Posts Tagged ‘Chicago tied houses’

Dying hospitals, living pubs

October 8, 2010

So MUCH heritage conservation news in Chicago lately. After the talibanic theft of writing from Frank Lloyd Wright’s Unity Temple (see last post below) we now have reports that the one building the city saved at the Michael Reese Hospital site – the original Schmidt Garden Martin Prairie-styled structure from 1907 – is falling apart and beset by squatters. The article in the Tribune quotes a city spokeswoman, when asked why the city hadn’t fixed the roof, responding: “Time, the elements, exposure – all of those things took a toll long before we got into this building.”

I should add that quote above to my recent post on BAD excuses for demolition. You own the building, you own its problems. They did a walk-through in June 2009 and bought it then. Don’t tell me everything suddenly went south. The pioneering Chicago preservationist Richard Nickel once said that the only enemies of historic buildings were water and stupid men. Fact is, the water only gets there if the people look the other way.
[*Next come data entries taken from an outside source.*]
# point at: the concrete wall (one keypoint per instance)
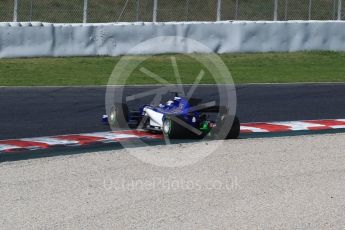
(45, 39)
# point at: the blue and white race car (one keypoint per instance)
(179, 118)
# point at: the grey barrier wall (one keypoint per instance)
(38, 39)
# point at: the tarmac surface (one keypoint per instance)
(276, 183)
(47, 111)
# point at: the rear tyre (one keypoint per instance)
(118, 116)
(234, 132)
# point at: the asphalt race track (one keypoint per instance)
(46, 111)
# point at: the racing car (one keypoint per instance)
(179, 118)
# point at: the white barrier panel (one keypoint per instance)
(45, 39)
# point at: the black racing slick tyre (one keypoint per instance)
(118, 116)
(234, 132)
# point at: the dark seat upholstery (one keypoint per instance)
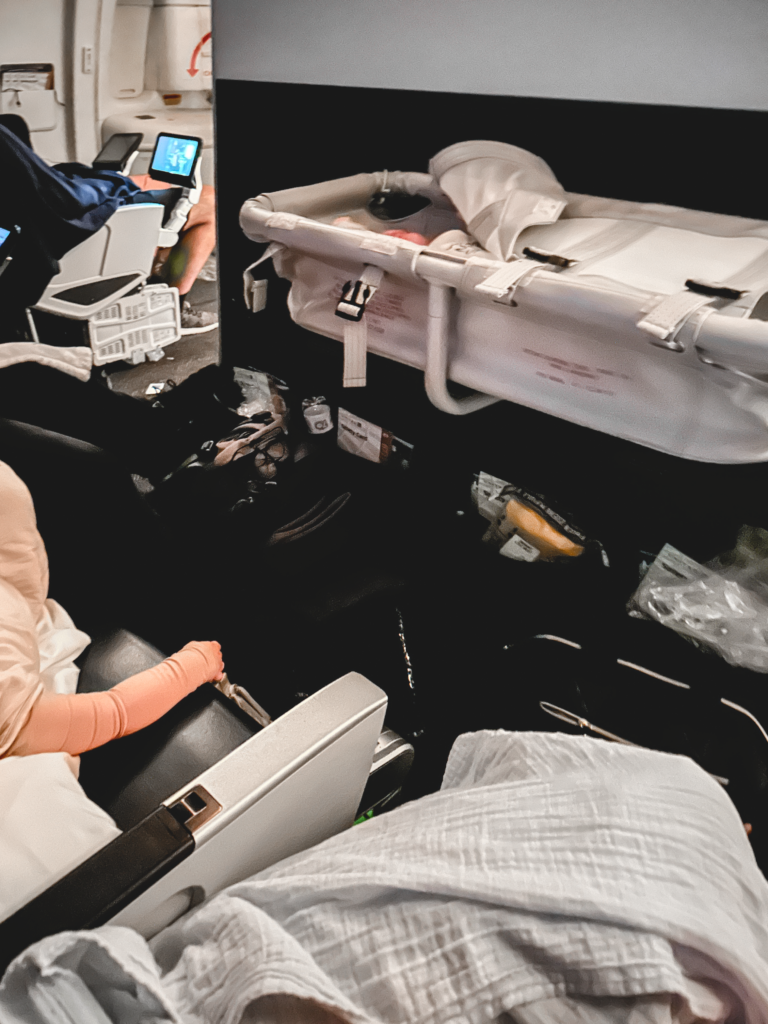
(96, 578)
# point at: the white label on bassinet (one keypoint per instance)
(285, 220)
(359, 436)
(380, 244)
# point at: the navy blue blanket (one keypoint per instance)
(56, 208)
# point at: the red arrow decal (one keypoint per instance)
(192, 71)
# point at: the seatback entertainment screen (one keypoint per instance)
(175, 158)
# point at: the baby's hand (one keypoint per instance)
(211, 651)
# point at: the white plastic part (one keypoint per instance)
(293, 784)
(571, 346)
(136, 327)
(435, 374)
(123, 248)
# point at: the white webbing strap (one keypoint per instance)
(355, 335)
(254, 292)
(666, 318)
(501, 286)
(671, 313)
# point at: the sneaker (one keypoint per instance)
(197, 321)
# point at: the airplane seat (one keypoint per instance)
(210, 794)
(161, 48)
(102, 282)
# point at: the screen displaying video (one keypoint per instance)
(175, 156)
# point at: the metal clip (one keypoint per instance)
(244, 700)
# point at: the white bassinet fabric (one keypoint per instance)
(499, 189)
(549, 867)
(574, 305)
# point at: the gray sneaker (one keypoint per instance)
(197, 321)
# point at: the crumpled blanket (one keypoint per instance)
(548, 867)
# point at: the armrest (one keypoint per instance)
(101, 886)
(291, 785)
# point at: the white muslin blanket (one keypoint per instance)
(549, 871)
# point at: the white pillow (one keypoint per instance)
(47, 825)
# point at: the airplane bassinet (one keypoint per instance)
(642, 321)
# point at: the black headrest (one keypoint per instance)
(16, 124)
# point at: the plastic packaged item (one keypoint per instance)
(523, 526)
(255, 391)
(317, 415)
(721, 605)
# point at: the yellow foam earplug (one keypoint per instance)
(537, 530)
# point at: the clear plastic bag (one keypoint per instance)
(722, 605)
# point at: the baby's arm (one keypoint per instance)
(78, 722)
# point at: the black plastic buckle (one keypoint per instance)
(354, 298)
(543, 257)
(714, 291)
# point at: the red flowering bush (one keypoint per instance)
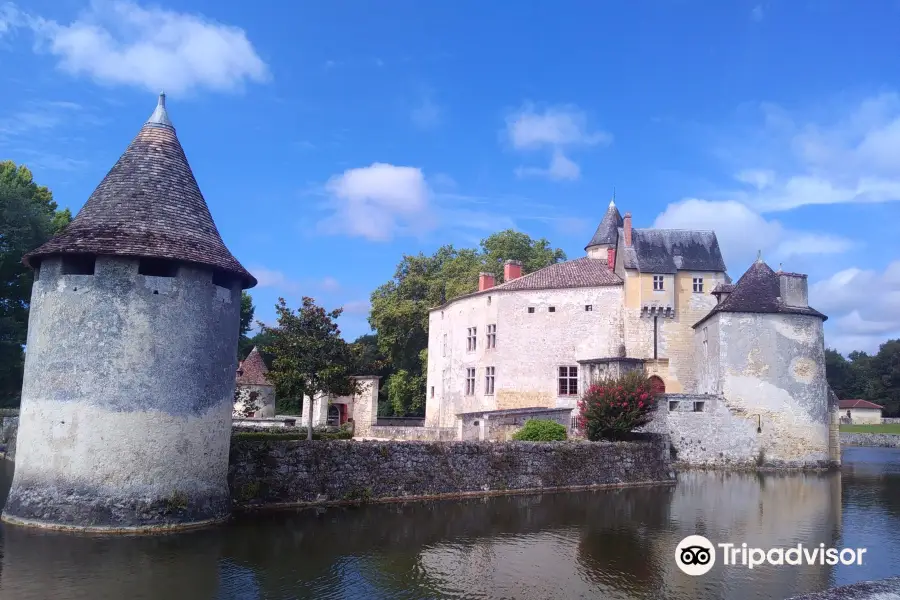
(613, 408)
On the GOOD NEWS front, the Commission on Chicago Landmarks today took a step toward designating a collection of my favorite buildings, the Schlitz pubs found all over town. The most notable of them, like Schuba’s on Belmont and Southport Lanes a few blocks south, have wonderful large terra cotta globes (supposedly modeled by Wright sculptor Richard Bock) and they generally follow a sort of Central European neo-Baroque in their ornament.

Division and Wood Streets, Wicker Park


Armitage and Oakley, Bucktown

For about 20 years I carried around a list of these buildings, adding more as I found them. Schlitz apparently built almost 60 in Chicago – they would only serve Schlitz beer there – a system common in England but forgotten in America following our little Prohibition experiment in the 1920s.

And they span every corner of the city, from 35th and Western

to Broadway and Winona way up north

There are also some from the Stege Brewery, and this little gem from the local Peter Hand brewery, which I remember, because it only went out of business in 1978.

Wolcott and Thomas, East Village

I used to vote in that bar when I lived a block away in 1984-85. Unfortunately, the Peter Hand and Stege and Standard Brewery pubs (that one is at Grand and Hamlin, I recall) are not part of this Chicago Landmark nomination.

This is a forgotten history but one well worth preserving, and not only for beer geeks (like me) or local history geeks (me again). The City, through the Landmarks Commission, has been doing an excellent job lately of telling neighborhood stories by designating types of buildings found in a variety of neighborhoods, like fire stations and neighborhood banks. The tied houses have the added attraction of some special, period architecture and art, like this stained glass Schlitz globe you find in the transom at the South Chicago tied house at 94th and Ewing.

Oddly, this one is not included in the designation.

Nor is the great Southport Lanes, still a tavern and one of the only places left with hand-set bowling lanes.

Why? Perhaps because it is owned by a big company that owns a collection of venues, and I must add that we had some BAD experiences with their clumsy management last spring. But this designation is getting a lot of traction – Lee Bey and others are blogging about it and I think it is worth a toast!